Escreve-se Cheshire e se pronuncia ‘cherry’. Um gato simbólico que apareceu para Alice, no País das maravilhas, quando diante de duas estradas e ela pergunta ao gato que flutua, com o sorriso parecido com a lua crescente, qual caminho deve seguir. Ele argumenta sobre qual lugar ela pretende chegar. Alice responde que não sabe. E Cheshire responde que tanto faz, qualquer caminho nos leva a um lugar que desconhecemos desejar chegar.

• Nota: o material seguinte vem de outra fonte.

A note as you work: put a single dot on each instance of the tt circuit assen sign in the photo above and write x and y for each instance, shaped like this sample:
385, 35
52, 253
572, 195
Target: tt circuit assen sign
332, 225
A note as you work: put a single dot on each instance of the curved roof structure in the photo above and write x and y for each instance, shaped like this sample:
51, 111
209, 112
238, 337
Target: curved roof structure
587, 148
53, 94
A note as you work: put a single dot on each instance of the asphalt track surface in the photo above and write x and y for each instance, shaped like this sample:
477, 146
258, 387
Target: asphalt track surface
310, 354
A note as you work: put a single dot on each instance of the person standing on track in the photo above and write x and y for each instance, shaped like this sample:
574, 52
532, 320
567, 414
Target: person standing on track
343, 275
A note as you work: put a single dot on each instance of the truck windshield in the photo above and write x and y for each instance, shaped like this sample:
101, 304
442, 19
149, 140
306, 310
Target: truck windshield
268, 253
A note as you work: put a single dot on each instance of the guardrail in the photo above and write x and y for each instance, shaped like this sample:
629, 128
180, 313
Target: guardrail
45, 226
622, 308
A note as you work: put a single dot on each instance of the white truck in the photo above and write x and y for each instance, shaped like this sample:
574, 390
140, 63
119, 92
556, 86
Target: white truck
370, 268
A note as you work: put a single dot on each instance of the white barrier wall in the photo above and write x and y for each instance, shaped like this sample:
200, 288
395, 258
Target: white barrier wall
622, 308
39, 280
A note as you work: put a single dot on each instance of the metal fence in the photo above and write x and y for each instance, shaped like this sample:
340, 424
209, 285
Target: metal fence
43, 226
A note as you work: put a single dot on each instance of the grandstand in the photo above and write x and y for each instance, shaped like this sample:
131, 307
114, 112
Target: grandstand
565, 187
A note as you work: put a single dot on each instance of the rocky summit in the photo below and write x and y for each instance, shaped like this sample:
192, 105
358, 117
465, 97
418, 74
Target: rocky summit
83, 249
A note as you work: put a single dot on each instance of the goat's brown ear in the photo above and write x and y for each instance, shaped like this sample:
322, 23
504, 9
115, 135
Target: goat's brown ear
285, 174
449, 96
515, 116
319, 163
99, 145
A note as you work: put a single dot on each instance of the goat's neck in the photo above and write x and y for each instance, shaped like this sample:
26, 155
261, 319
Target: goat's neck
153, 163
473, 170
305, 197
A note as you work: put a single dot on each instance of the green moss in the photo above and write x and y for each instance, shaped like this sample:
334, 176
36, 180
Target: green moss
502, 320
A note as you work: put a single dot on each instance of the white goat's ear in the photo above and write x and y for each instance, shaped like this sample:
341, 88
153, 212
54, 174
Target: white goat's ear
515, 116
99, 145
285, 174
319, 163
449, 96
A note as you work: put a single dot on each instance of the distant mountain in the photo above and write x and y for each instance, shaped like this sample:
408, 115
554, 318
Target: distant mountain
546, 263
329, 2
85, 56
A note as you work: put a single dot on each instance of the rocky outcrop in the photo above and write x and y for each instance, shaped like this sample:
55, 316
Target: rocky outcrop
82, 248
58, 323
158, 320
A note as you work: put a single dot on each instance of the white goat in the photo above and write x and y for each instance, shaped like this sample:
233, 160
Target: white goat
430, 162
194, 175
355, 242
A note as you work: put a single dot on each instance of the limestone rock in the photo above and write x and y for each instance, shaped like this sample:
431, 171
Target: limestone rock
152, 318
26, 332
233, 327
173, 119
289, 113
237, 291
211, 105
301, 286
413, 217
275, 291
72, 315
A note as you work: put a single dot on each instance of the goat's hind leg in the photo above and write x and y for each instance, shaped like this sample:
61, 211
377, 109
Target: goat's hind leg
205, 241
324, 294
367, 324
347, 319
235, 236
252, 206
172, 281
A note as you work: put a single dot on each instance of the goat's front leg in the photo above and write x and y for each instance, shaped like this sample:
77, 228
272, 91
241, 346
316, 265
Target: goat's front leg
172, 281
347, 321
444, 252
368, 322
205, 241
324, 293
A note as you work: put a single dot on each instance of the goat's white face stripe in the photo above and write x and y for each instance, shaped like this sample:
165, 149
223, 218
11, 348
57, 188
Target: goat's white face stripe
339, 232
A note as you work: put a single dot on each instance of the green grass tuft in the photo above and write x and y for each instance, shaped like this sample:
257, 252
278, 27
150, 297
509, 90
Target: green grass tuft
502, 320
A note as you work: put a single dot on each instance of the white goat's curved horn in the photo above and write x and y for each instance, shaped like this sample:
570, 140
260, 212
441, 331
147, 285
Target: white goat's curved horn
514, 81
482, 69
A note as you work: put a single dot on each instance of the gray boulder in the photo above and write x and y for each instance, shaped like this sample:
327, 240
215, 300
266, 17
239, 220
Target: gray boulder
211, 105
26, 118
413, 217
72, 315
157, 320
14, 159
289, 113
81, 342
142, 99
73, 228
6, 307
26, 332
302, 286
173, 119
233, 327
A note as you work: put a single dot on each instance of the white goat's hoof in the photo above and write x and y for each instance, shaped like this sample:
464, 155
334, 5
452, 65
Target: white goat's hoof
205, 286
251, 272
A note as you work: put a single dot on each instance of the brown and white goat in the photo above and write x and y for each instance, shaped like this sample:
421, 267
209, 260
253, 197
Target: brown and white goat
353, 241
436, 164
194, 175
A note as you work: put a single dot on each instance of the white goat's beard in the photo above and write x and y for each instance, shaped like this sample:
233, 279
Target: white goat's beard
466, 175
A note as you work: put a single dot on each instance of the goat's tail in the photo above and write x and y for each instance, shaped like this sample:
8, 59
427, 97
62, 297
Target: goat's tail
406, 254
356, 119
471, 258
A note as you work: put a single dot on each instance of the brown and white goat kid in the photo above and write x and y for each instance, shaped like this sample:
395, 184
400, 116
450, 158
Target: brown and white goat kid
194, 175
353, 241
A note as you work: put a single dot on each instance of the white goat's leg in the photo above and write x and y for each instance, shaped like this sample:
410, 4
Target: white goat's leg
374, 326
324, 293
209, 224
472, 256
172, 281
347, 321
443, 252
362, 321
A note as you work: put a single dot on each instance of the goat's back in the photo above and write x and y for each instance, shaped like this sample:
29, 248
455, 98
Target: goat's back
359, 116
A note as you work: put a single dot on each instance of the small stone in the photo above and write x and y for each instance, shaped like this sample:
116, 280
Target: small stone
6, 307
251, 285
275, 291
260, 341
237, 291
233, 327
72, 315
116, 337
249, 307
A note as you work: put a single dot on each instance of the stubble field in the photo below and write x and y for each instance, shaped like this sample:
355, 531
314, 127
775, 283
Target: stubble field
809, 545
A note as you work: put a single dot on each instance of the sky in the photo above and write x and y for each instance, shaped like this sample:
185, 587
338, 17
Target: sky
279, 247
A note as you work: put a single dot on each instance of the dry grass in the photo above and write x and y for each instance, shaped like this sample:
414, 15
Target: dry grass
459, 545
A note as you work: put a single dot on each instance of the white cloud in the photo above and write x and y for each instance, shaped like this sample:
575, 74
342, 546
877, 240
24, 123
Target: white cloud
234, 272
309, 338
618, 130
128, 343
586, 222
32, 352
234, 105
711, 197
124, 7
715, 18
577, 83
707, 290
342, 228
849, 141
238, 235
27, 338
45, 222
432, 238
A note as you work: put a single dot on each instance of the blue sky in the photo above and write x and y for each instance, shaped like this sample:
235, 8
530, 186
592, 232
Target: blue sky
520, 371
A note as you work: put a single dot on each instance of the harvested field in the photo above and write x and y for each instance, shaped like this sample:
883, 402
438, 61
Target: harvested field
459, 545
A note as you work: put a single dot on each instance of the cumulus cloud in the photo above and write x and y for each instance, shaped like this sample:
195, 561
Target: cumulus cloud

Ainda no velho Reino Unido, havia um conto do século XVIII, sobre os gatos de Kilkenny, um lugarejo da Irlanda, onde os felinos se devoravam em brigas memoráveis e, por muitas vezes, só restavam suas caudas. Talvez uma metáfora sobre a nadificação do mundo, da corrosão interna e perene dos seres vivos. Hoje estamos altivos e orgulhosos sobre nossos pés; amanhã estaremos debaixo da terra, em silêncio, em lua de mel com os vermes, esse exército da ruína, como diria Augustos dos Anjos.
Cérbero, por sua vez, um cão de três cabeças, é o guardião do inferno de Hades, na mitologia Grega. Também no século XVIII, século em que a humanidade, ao que parece, mais se deixou levar pela psicologia dos contos e histórias, determinou-se que as três cabeças desse cão representavam passado, presente e futuro. Não sei qual seria o futuro de alguém às portas do inferno, diante de uma besta como essa. Mas o fato é que ele guarda o inferno e ninguém sai ou entra sem que seu bafo triplo seja sentido. Um cão de três latidos. Eco sobre eco. Loucura. Tormento. 
Os animais são, na realidade, na literatura, uma metáfora perfeita sobre o que pensa a humanidade, seus desejos e, por vezes, o que rejeita. Expressam a força interior do Homem. Na pré-história o xamanismo só fazia sentido se, nas leituras dos mistérios do mundo e do caos que o alimentava, as figuras dos animais surgissem como lastros para uma racionalidade. — Por isso não é preciso ir muito longe para saber o porquê da torcida gay corinthiana escolher uma Gaivota como símbolo. Querem voar longe, alto, sobre o mar azul, como seus irmãos da Gaviões da Fiel. 
O gato é símbolo da loucura, do mundo insondável, território das bruxas. Quando é negro e, em plena sexta-feira treze, cruza o caminho dos pobres mortais, indica que tudo será virado de pernas para o ar. O cão, por sua vez, é o melhor amigo do Homem e é o guardião do inferno. Ele guarda o Homem e o inferno. Será o interior do homem o próprio inferno?
Ledo e Ivo engano quem pensa que os animais, metafísicos ou físicos, são desprovidos de sentido. Há uma profunda relação entre os lobos e os caribus, nas terras ermas do norte, lá onde o Canadá já não é nem mais Canadá. Os Inuits (esquimós) dizem que os espíritos de ambos estão profundamente ligados. Não haveria milhares de caribus correndo pelas planícies de taigas se não fossem os lobos. Eles devoram aquilo que é de mais fraco e doente nos caribus. Assim eles sempre renascem, em sua maioria, fortes e capazes de sobreviver ao inverno dos extremos latitudinais das regiões subárticas.
Os Inuitis observaram isso muito antes do que Darwin. Às vezes penso com meus fantasmas por que foi mais fácil aos Inuits, supostos selvagens do gelo, entenderam a relação dos seres na natureza, do que explicar a católicos e evangélicos, habitantes eternos da Terra Plana, que tudo no mundo está relacionado e nada se perde, e não somos o centro do universo, menos ainda o quê lhe dá sentido (?). 
Os lobos não choram porque têm o espírito forte. Nietzsche escolheu para si a águia e a serpente como animais símbolos para sua filosofia; eles são corajosos e não têm medo da vida. E isso não significa que não conhecerão a morte e a derrota.